University of Southern California Department of Biomedical Engineering The USC Andrew and Erna Viterbi School of Engineering USC
Vivek Pradeep, Ph.D. Student in Biomedical Engineering

Address:  Doheny Vision Research Center
                 1355 San Pablo Street, Suite 100
                 Los Angeles, CA 90033
Phone:      (323) 442-6765
Fax:          (323) 442-6755


Vivek Pradeep received his bachelor’s degree in Electronics and Communications Engineering at the Indian Institute of Technology, Roorkee in 2005. He was awarded the department gold medal for the best B.Tech project in his batch, for work done on a collision avoidance system at busy road intersections. He joined the PhD program in Biomedical Engineering at USC in Fall 2005, and is currently working at the BMES-ERC and the Institute for Robotics and Intelligent Systems  (IRIS)  at the Department of Computer Science.

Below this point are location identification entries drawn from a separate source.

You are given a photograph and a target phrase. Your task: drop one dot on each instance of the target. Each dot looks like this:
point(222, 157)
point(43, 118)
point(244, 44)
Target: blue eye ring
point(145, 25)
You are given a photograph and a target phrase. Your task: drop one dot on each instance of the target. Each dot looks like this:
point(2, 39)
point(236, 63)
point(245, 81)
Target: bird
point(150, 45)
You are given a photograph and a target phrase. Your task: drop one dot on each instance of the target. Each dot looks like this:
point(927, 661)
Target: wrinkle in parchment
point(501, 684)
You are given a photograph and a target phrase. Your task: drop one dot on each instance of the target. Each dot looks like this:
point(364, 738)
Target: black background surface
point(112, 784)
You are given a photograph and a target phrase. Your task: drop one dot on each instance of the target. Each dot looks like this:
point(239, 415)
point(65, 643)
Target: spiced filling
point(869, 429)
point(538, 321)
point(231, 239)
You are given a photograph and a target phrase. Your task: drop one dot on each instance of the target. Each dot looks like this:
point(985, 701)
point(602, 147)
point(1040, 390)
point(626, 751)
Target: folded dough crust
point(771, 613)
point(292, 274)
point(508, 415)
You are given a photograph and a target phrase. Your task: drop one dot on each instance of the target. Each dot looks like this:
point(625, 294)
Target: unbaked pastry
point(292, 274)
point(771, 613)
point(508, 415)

His research interests include:
1) Developing efficient algorithms for robot vision that enable intelligent interactions with the environment such as autonomous navigation, target pursuit and active exploration.
2) Investigating image formation and perception at the biological level and engineering biologically-inspired vision systems.
3) Robust and stable techniques for recovering structure from motion and multiple-view geometry.
4) Parallel processing using Graphics Processing Units (GPU's) for improved performance of computer vision algorithms and optimization for embedded applications.
5) Conducting psychophysics experiments for analyzing human visual behavior and human-computer interaction.

Current Research:
His current project is focused on vision-based Simultaneous Localization and Mapping (vSLAM) algorithms for developing mobility aids for the visually impaired. Due to surgical and technological limitations, the retinal prosthesis is presently able to provide vision only in the central 20 degrees field of view. However, peripheral vision is necessary for autonomous navigation. An algorithm that estimates the position of stationary or moving obstacles in the peripheral field of view and cues subjects towards them is proposed. A head-mounted stereo vision sensor acquires 3D point-clouds of the surrounding environment and the SLAM system continuously updates the computed map and camera trajectory. An interpretation layer detects and classifies obstacles, curbs and step-downs. Mobility studies with normally sighted and visually impaired subjects  are currently in progress to test the efficacy and applicability of the system. Furthermore, an investiigation into the best cuiing modality - tactile, auditory or the prosthesis itself is underway.